It is important to note that a special buffer of static nature, called “ level amplifier"(SenseAmp), the size of which is equal to the size of one line, necessary for performing read operations and regenerating data contained in memory cells. Since the latter are physically capacitors that are discharged with each read operation, the level amplifier is required to restore the data stored in the cell after the access cycle is completed.

Additionally, since capacitors lose their charge over time (regardless of read operations), the cell contents must be refreshed periodically to prevent data loss. In modern types of memory that support automatic regeneration modes (in the “awakened” state) and self-regeneration(in a “sleeping” state), this is usually the task of the internal regeneration controller located directly on the memory chip.

In the most general case, the scheme for accessing a memory cell can be represented as follows:

1. The address of the line is supplied to the address lines of the memory chip. Along with this, the RAS# signal is issued, which places the address in the row address buffer (latch).

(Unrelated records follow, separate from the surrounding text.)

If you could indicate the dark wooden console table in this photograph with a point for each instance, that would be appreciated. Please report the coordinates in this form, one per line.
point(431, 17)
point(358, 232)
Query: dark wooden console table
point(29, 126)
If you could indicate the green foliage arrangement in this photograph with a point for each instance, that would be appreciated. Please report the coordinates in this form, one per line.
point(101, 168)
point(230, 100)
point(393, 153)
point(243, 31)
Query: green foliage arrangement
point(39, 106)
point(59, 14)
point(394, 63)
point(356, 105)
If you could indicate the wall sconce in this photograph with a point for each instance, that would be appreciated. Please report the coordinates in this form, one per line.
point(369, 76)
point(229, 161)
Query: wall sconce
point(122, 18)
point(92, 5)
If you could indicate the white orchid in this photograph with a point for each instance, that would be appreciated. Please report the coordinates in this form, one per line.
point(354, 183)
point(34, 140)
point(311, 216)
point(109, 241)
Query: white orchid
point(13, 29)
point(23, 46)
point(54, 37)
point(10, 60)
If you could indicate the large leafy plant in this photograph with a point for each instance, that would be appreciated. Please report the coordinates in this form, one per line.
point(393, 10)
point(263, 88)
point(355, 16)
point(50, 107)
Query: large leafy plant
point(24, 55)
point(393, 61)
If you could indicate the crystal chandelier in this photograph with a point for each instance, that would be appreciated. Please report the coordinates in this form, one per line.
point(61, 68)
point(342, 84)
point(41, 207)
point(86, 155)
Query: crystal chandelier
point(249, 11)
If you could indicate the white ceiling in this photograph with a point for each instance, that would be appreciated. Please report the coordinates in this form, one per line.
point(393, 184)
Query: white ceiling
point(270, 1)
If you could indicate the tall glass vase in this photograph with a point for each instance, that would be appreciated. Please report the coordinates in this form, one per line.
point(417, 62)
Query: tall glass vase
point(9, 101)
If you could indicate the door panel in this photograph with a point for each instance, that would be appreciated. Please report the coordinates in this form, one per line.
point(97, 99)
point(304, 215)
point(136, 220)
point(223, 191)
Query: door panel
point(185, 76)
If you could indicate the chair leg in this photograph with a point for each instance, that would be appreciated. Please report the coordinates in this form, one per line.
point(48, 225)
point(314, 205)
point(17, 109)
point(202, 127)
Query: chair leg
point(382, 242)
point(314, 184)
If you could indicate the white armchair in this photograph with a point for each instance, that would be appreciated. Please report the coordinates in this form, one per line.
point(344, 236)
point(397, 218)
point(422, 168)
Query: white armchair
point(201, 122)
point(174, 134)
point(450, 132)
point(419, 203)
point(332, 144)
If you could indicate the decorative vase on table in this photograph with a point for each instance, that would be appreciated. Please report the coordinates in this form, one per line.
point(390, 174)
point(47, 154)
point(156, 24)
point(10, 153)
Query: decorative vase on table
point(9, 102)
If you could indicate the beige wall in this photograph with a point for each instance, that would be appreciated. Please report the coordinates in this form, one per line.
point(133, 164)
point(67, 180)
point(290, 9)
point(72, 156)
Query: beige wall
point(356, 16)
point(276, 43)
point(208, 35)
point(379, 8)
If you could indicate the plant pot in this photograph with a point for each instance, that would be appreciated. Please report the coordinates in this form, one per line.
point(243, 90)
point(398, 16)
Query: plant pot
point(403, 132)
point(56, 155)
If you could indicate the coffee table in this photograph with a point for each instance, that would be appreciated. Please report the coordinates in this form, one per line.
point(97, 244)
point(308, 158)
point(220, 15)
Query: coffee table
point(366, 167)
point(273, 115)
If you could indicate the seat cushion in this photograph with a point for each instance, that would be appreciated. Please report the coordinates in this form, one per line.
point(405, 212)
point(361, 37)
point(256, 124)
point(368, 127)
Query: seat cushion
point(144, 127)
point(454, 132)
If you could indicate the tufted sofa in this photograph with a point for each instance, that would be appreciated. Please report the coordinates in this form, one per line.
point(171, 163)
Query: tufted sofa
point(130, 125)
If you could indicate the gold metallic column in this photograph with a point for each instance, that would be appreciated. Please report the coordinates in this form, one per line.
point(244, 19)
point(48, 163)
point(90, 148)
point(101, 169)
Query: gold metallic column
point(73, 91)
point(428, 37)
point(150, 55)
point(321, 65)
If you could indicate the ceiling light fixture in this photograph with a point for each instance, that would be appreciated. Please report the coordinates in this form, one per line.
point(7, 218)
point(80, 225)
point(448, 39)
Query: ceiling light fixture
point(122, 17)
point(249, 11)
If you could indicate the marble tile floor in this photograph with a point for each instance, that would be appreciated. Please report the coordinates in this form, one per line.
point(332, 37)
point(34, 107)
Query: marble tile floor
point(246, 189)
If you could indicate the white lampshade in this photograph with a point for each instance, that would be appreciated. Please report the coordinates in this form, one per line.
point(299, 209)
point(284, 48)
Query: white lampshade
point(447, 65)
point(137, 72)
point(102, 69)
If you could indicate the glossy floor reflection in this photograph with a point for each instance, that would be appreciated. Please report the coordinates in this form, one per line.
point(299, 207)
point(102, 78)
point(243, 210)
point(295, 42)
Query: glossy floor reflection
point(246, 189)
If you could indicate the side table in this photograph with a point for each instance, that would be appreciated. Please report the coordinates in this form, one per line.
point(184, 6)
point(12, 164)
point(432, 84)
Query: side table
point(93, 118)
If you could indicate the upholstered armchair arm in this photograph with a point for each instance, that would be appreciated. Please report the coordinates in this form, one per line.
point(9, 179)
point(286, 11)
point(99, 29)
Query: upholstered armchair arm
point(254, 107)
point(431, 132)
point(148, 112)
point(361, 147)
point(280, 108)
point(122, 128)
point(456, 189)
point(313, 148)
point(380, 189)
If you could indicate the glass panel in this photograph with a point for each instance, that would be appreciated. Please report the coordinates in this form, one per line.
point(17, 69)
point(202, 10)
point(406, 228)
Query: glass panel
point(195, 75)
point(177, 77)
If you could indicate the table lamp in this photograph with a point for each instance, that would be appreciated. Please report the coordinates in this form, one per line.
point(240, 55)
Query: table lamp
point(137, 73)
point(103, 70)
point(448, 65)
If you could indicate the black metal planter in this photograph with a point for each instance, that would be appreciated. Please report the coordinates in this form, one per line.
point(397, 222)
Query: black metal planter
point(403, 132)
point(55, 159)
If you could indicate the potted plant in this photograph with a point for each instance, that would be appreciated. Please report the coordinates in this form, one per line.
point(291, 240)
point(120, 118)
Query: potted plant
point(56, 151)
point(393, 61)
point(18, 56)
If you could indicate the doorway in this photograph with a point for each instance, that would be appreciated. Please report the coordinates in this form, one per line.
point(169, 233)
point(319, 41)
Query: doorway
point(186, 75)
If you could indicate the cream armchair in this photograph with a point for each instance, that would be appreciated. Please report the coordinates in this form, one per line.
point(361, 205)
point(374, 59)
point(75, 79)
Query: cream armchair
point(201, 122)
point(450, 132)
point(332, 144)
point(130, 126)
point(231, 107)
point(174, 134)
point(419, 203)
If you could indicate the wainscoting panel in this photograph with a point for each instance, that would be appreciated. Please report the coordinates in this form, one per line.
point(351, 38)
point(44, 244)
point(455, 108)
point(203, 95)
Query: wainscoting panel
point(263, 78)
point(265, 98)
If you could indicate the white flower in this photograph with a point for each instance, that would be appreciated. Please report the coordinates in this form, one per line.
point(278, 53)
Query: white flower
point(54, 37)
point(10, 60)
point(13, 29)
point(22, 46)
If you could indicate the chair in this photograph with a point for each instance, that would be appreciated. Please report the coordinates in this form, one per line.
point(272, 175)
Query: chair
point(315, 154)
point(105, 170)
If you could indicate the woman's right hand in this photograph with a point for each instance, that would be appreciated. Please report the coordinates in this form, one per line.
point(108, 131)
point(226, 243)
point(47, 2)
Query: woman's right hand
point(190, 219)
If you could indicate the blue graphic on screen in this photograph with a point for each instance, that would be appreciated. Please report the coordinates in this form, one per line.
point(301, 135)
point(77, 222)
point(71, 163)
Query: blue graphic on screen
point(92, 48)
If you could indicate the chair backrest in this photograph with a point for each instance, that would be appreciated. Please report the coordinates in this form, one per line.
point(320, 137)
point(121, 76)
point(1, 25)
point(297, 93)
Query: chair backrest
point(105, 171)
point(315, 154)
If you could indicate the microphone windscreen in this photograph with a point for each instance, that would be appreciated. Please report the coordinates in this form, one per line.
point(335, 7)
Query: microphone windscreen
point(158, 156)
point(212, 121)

2. After the RAS# signal has stabilized, the row address decoder selects the desired row, and its contents are moved to the level amplifier (in this case, the logical state of the array row is inverted).

3. The address lines of the memory chip are supplied with the column address along with a CAS# signal, which places the address in the column address buffer (latch).

4. Since the CAS# signal also serves as a data output signal, as it stabilizes, the level amplifier sends the selected (corresponding to the column address) data to the output buffer.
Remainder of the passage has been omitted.